The woman was quiet.
“I’m not going to tell you what to do,” Lior said. “I’m going to tell you what I can do, and what each of them costs.”
She set the clock down again, gently, and placed her hand beside it on the workbench, not touching it.
“One. I can fix this clock. Truly fix it. Cleaning, oiling, regulation, the works. It will run for another decade. The hands will move. It will ring the half-hours again. Four-seventeen will pass twice a day and the clock will go on past it without remembering. That’s what fixing means. The mechanism doesn’t keep grief. Only people do.”
“Two. I can clean and service it but leave it stopped. The way your mother left it. I can make sure that two years of stillness hasn’t hurt the works, so that someday — if you ever want to — you can wind it and it will run. But for now, it stays at four-seventeen. The shop will not have started it again. Whoever starts it again, when the time is right, will be you. Or won’t be anyone, and that will also be all right.”
“Three. I can do nothing. Take it home as it is. Bring it back another day, or another year, or never. The clock will not mind. Mahogany and brass are patient.”
She paused.
“There’s a fourth thing, too, but I don’t usually offer it.”
The woman looked up.
“I can teach you how to fix it. The mainspring, the escapement, the regulation. It would take a few afternoons. You’d be the one to bring it back. Your hands, not mine. That’s a different thing entirely from anything else I just said.”
The woman looked at the clock for a long time. Her tears had stopped. She had the expression of someone discovering that a problem they had been trying to solve was actually the wrong shape — that the answer they wanted was not in the category of answers they had been looking through.
“Why would you teach me?” she asked.
“Because some clocks teach you things the schools won’t,” Lior said, and she did not say that her grandfather had said the same thing to her in 1995, but she felt him in the shop in that moment as surely as she had felt him every day for thirty-one years.
The woman did not decide that day.
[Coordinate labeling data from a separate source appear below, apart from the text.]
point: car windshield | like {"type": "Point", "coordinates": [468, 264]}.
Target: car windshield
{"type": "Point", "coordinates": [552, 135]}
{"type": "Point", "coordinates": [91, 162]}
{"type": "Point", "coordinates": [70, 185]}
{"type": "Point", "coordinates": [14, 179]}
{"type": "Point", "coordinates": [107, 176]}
She took the clock home, still stopped, and Lior wrote down the appointment for Saturday morning, when the woman would come back, and Lior would show her how to look inside the back of the case and see what was true.
When the woman left, Lior stood in the empty shop for a moment, listening to the clocks on her own walls. The Vienna regulator with its slow pendulum. The chime clock from a German farmhouse, rebuilt in 2008. The Westminster on the windowsill that her grandfather had given her, which she wound every Sunday morning at nine, because some rituals were just the body’s way of saying I am still here, I am still keeping the time you taught me.
The Vienna struck the half-hour.
Lior poured herself tea.
She thought about how strange it was, that grief made some people stop the clocks and made others want to make them run again — and how both of those were ways of loving someone, and how part of her job, the part that wasn’t in any textbook, was to sit with people while they figured out which kind of love they were trying to do.
Outside, the afternoon light moved across the floor of her shop, the way it had moved across the floor of her grandfather’s shop, the way it had moved across the floor of his father’s shop, all the way back to whoever had first decided that small machines made of brass and oil could be entrusted with the work of marking the hours a family lived through.
She drank her tea.
The clocks kept time, or didn’t, around her.
Both, she thought, were forms of devotion.
For Lois M. Legendre · 1948–2023 She wrote but never published, because people made her feel small for trying. This one is for her — and for everyone still deciding what to do with the clocks left behind.